Course Descriptions

DATA 501: Data Science Visualization Lab

Credits: 1

Take in conjunction with HCDE 511: Information Visualization, this class provides students with additional opportunities to practice and discuss data visualization concepts, with an emphasis on user-centered design (UCD) approaches and software development. Students  work in small groups on structured data visualization exercises and UCD methods and to implement simple visualizations.

DATA 512: Human-Centered Data Science

Credits: 5

This course focuses on fundamental principles of data science and its human implications. We’ll cover data ethics; data privacy; differential privacy; algorithmic bias; legal frameworks and intellectual property; provenance and reproducibility; data curation and preservation; user experience design and usability testing for big data; ethics of crowdwork; data communication; and societal impacts of data science.

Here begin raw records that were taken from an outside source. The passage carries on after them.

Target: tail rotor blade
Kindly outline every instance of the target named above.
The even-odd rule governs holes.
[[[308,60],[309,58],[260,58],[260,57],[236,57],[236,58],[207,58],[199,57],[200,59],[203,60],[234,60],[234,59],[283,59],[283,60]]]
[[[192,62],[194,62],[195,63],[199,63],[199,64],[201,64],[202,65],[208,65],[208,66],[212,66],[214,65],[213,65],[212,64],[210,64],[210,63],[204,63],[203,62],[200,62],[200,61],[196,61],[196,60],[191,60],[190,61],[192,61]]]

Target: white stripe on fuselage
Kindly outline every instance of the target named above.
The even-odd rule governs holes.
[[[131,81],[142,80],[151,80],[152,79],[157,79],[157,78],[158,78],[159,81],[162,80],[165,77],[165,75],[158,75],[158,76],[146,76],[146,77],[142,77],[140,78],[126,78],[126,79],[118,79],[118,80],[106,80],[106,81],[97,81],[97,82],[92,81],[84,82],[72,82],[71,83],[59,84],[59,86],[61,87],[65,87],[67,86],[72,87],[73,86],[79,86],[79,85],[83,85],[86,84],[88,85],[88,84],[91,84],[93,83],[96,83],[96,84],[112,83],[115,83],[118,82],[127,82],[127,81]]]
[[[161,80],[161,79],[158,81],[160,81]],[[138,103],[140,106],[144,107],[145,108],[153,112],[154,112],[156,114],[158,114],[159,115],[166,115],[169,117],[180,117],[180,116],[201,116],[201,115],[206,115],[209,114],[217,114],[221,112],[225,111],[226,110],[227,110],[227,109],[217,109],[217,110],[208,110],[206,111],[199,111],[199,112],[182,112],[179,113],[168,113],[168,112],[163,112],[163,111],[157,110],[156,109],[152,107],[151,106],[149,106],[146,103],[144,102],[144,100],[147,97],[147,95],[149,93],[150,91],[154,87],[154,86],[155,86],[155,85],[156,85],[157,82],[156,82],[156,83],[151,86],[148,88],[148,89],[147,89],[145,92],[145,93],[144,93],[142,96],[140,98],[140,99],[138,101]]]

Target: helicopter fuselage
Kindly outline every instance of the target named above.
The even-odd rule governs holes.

DATA 514: Data Management for Data Science

Credits: 5

This course introduces students to database management systems and techniques that use these systems. Topics covered include data models; query languages; database tuning and optimization; data warehousing; and parallel processing.

DATA 515: Software Design for Data Science

Credits: 5

This course introduces students to software design and engineering practices and concepts, including version control, testing and automatic build management.

DATA 516: Scalable Data Systems & Algorithms

Credits: 5

This course focuses on principles and algorithms for data management and analysis at scale. We’ll cover designs of and how to use traditional and modern big data systems, as well as the basics of cloud computing.

DATA 556: Introduction to Statistics &  Probability

Credits: 5

In this course, you’ll get an overview of probability; conditional probability and independence; Bayes’ theorem; discrete and continuous random variables, including jointly distributed random variables; key distributions, including normal distribution and its spin-offs; properties of expectation and variance; conditional expectation; covariance and correlation; central limit theorem; law of large numbers; and parameter estimation.

DATA 557: Applied Statistics & Experimental Design

Credits: 5

This course focuses on inferential statistical methods for discrete and continuous random variables, including tests for difference in means and proportions; linear and logistic regression; causation versus correlation; confounding; resampling methods; and study design.

DATA 558: Statistical Machine Learning for Data Scientists

Credits: 5

This course covers bias-variance trade-off; training versus test error; overfitting; cross-validation; subset selection methods; regularized approaches for linear/logistic regression: ridge and lasso; non-parametric regression: trees, bagging, random forests; local regression and splines; generalized additive models; support vector machines; k-means and hierarchical clustering; and principal components analysis.

DATA 590: Data Science Capstone I - Project Preparation

Credits: 2

This course is part one of a two-course capstone sequence where students organize project teams, select project topics, write a project proposal and begin preparing project data sets.

DATA 591: Data Science Capstone II - Project Implementation

Credits :3

This course is part two of a two-course capstone sequence designed to build upon the student-driven project from DATA 590. Students synthesize and apply knowledge and techniques acquired throughout the Master of Science in Data Science program for  working with large data sets, deriving insights from data and sharing insights with other people.

HCDE 511: Information Visualization

Credits: 4

This course covers the design and presentation of digital information, teaching students how to use graphics, animation, sound and other modalities to present information to users. You'll also learn about vision and perception; methods for presenting complex information to enhance comprehension and analysis; and how to incorporate  visualization techniques into human-computer interfaces.